OSA names Donald B. Keck as Honorary Member

Nov. 1, 2012
Washington, DC--The Optical Society (OSA) Board of Directors has elected Donald B. Keck as its newest Honorary Member, chosen for his “breakthrough contributions to the field of optical communications, including the invention of the first low-loss optical fiber, and for a history of service to OSA.”

Washington, DC--The Optical Society (OSA) Board of Directors has elected Donald B. Keck as its newest Honorary Member, chosen for his “breakthrough contributions to the field of optical communications, including the invention of the first low-loss optical fiber, and for a history of service to OSA.” Being named to the OSA’s most distinguished membership status, Keck joins a group of 44 Honorary Members elected since its founding in 1916.

Keck studied physics at Michigan State University (Lansing, MI), earning a bachelor’s in 1962, a master’s in 1964, and a Ph.D. in 1967. After completing his studies, Keck spent 34 years at Corning (Corning, NY), ultimately serving as the company's corporate VP of science and technology and the director of office of research. He was recruited by the company specifically to work on the issue of optical loss in glass.

At Corning, Keck, along with co-inventors Robert Maurer and Peter Schultz, developed the first low-loss optical fiber suitable for wide-spread use in telecommunications. Virtually all long-distance communications traffic today is carried over optical fiber, both on land and under the sea. More than 1.6 billion kilometers of optical fiber encircle the world, providing the heart of today’s telecommunication network. Keck co-invented the inside vapor (IV) deposition process and the outside vapor (OV) deposition process for making fiber. The OV process ultimately became the leading method for the manufacture of fibers. As the telecommunications field grew, so did Keck’s impact. He later invented technologies for fiber splitters and couplers.

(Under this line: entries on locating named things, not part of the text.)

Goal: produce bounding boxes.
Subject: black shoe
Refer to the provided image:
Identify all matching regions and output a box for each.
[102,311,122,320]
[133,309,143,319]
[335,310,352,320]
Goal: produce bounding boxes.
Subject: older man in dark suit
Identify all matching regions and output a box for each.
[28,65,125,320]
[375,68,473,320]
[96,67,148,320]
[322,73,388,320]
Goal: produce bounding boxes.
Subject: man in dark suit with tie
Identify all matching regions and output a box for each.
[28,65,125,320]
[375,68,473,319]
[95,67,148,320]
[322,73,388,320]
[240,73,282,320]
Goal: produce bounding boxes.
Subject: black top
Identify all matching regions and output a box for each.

Keck, who holds 36 U.S. patents, has been recognized through numerous prestigious awards, including the President’s National Medal of Technology, the U.S. Department of Commerce American Innovator Award, the OSA/IEEE John Tyndall Award, and membership in the National Inventors Hall of Fame and the National Academy of Engineering. Keck is an OSA Fellow and has been an active member of the society since 1963, including serving on the OSA Board of Directors from 1996-1997 and as editor for the Journal of Lightwave Technology from 1989-1994. He received an honorary doctorate from Rensselaer Polytechnic Institute (Troy, NY) in 2004 and a Distinguished Alumnus Award from his alma mater in 1996.